10. The one or more non-transitory machine-readable information storage mediums of claim 9, wherein the one or more instructions which when executed by the one or more hardware processors further cause:

receiving the target value of each of the one or more properties of a desired material; and

passing the target value of each of the one or more properties of the desired material, to the set of trained RL models, to sequentially predict (i) one or more material compositions, and (ii) the value of each of the one or more process parameters of each of the one or more sequential manufacturing process steps present in each of the one or more manufacturing process routes, for each of the one or more material compositions, and wherein each of the one or more material compositions comprises the value of each of the one or more composition elements.

11. The one or more non-transitory machine-readable information storage mediums of claim 9, wherein training the set of RL models, using the plurality of training data sets to obtain the set of trained RL models, comprises:

defining a global reward function of the set of RL models, as a weighted function of the one or more properties of the material, and one or more characteristics of the material;

defining a local reward function of each RL model in the set of RL models, as a weighted function of one or more of: (i) one or more sequential manufacturing process step specific constraints, (ii) one or more evaluation metrics, (iii) one or more material structure state constraints, and (iv) the one or more characteristics of the material that are dependent of each sequential manufacturing process step, and wherein the one or more evaluation metrics comprises one or more environment, social, and governance (ESG) norms, one or more economic indices, and one or more manufacturability indices;

defining a training environment of each RL model in the set of RL models, using the local reward function of associated RL model, and by utilizing a set of computational simulation models, wherein the training environment of each RL model determines a next state, the value of the local reward function, and a learning episode completion status, for a given state, based on an action taken by the associated RL model;

transforming each training data set of the plurality of training data sets along with the target value of each of the one or more properties of each material of the plurality of materials, at a time, to determine (i) a state, (ii) the next state, and (iii) the action, (iv) the reward, and (v) the learning episode completion status, of each RL model in the set of RL models; and

iteratively training each RL model in the set of RL models, defined for (i) the composition selection, and (ii) each of the one or more sequential manufacturing process steps present in each of the one or more manufacturing process routes, in a reverse sequential order, by utilizing the training environment of the associated RL model and each training dataset present in the plurality of training data sets, to obtain the set of trained RL models.

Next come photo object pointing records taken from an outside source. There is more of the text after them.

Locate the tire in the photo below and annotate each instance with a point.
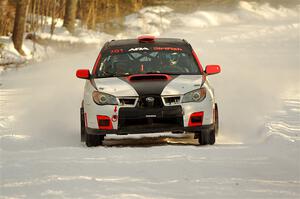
(82, 125)
(203, 138)
(94, 140)
(209, 137)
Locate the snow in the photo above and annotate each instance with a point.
(257, 154)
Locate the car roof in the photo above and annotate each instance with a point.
(160, 42)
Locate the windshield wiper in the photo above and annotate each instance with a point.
(158, 72)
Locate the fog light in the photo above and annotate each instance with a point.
(104, 122)
(196, 119)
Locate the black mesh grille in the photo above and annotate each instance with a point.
(146, 102)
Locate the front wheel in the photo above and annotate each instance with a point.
(82, 125)
(94, 140)
(209, 137)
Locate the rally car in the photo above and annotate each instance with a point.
(148, 85)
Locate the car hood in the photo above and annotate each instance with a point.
(121, 86)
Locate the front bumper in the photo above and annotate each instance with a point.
(150, 130)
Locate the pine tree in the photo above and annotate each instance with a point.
(70, 15)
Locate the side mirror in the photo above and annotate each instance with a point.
(83, 73)
(212, 69)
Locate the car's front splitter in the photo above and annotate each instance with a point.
(196, 129)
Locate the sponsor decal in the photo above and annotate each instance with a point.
(150, 99)
(138, 49)
(113, 51)
(150, 116)
(114, 118)
(167, 48)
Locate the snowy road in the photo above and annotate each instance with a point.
(257, 154)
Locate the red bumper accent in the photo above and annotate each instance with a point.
(196, 119)
(104, 122)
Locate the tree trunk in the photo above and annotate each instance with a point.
(19, 25)
(3, 18)
(70, 15)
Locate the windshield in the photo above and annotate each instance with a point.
(145, 62)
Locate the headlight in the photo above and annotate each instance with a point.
(103, 98)
(194, 96)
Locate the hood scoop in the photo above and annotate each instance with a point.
(149, 77)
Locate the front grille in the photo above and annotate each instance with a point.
(127, 101)
(160, 118)
(144, 102)
(172, 100)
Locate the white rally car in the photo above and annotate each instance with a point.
(148, 85)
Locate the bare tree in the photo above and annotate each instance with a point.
(70, 15)
(19, 25)
(3, 22)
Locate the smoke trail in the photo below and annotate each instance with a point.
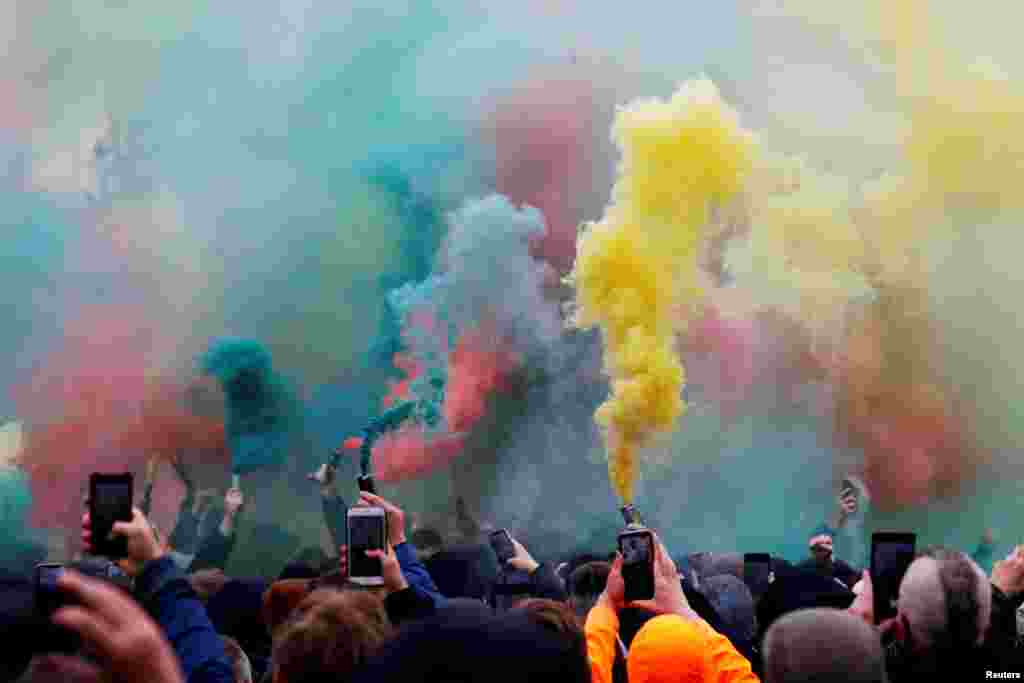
(635, 266)
(261, 411)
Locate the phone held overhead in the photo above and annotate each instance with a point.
(367, 530)
(636, 544)
(110, 502)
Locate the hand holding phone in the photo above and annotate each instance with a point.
(501, 542)
(757, 572)
(367, 531)
(110, 502)
(891, 556)
(637, 549)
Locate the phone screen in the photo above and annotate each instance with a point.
(110, 502)
(365, 532)
(502, 544)
(891, 556)
(757, 572)
(638, 564)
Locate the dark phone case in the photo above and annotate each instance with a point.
(379, 568)
(101, 521)
(639, 578)
(501, 543)
(885, 589)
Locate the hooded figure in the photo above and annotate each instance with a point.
(850, 540)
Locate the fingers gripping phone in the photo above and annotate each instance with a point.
(891, 556)
(637, 548)
(110, 502)
(501, 542)
(757, 572)
(367, 530)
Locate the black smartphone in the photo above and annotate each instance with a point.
(367, 530)
(501, 541)
(637, 548)
(367, 483)
(891, 555)
(110, 502)
(757, 572)
(48, 597)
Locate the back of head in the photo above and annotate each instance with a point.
(556, 616)
(329, 636)
(240, 660)
(819, 645)
(947, 600)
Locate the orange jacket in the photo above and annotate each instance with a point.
(668, 649)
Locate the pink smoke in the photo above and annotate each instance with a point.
(411, 453)
(478, 367)
(94, 406)
(542, 135)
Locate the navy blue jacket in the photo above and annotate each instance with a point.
(169, 599)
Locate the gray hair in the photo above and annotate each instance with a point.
(821, 645)
(947, 599)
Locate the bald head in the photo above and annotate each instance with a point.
(820, 645)
(947, 600)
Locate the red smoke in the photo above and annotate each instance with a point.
(543, 137)
(94, 406)
(478, 367)
(411, 453)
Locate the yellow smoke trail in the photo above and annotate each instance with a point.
(638, 265)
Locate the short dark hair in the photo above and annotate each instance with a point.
(330, 635)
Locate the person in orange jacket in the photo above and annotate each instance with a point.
(676, 646)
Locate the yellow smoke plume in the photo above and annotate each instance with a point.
(637, 267)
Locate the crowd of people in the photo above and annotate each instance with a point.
(449, 611)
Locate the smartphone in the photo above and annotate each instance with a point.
(48, 597)
(501, 541)
(110, 502)
(891, 555)
(637, 548)
(757, 572)
(367, 530)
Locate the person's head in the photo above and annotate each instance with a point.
(308, 562)
(207, 583)
(810, 645)
(281, 600)
(554, 615)
(586, 585)
(945, 602)
(820, 546)
(329, 636)
(240, 660)
(427, 542)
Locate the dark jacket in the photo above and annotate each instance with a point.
(169, 599)
(335, 511)
(465, 642)
(416, 573)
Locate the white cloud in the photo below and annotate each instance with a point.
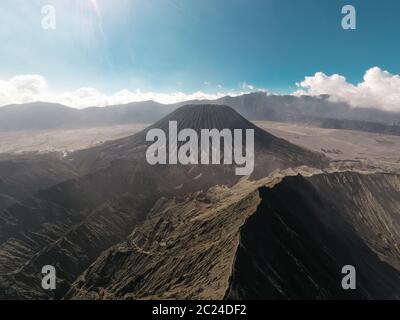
(379, 89)
(32, 88)
(22, 88)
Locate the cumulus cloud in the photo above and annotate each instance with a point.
(31, 88)
(379, 89)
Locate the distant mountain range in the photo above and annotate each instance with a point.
(255, 106)
(107, 191)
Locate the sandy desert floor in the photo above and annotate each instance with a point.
(63, 140)
(367, 149)
(362, 148)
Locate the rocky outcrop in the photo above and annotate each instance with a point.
(279, 238)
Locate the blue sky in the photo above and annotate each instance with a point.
(189, 45)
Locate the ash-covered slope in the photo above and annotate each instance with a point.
(22, 175)
(69, 224)
(270, 152)
(274, 239)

12. The one or more non-transitory machine-readable information storage mediums of claim 11, wherein:

the state of each RL model of the composition selection, and each sequential manufacturing process step, is defined with respect to one or more of: (i) the value of each of the one or more process parameters of each of the one or more sequential manufacturing process steps that are precedent to the corresponding sequential manufacturing process step present in each manufacturing process route, (ii) the value of each of the one or more composition elements, (iii) the target value of each of one or more properties of the material, (iv) the one or more evaluation metrics, and (v) one or more material structure state parameters,

the action of each RL model of the composition selection, and each sequential manufacturing process step, is defined with respect to the value of each of one or more composition elements present in the material, the value of each of the one or more process parameters of the corresponding sequential manufacturing process step present in each manufacturing process route, respectively, and

the reward of each RL model is defined as a sum of a value of the local reward function of the associated RL model and the value of the global reward function.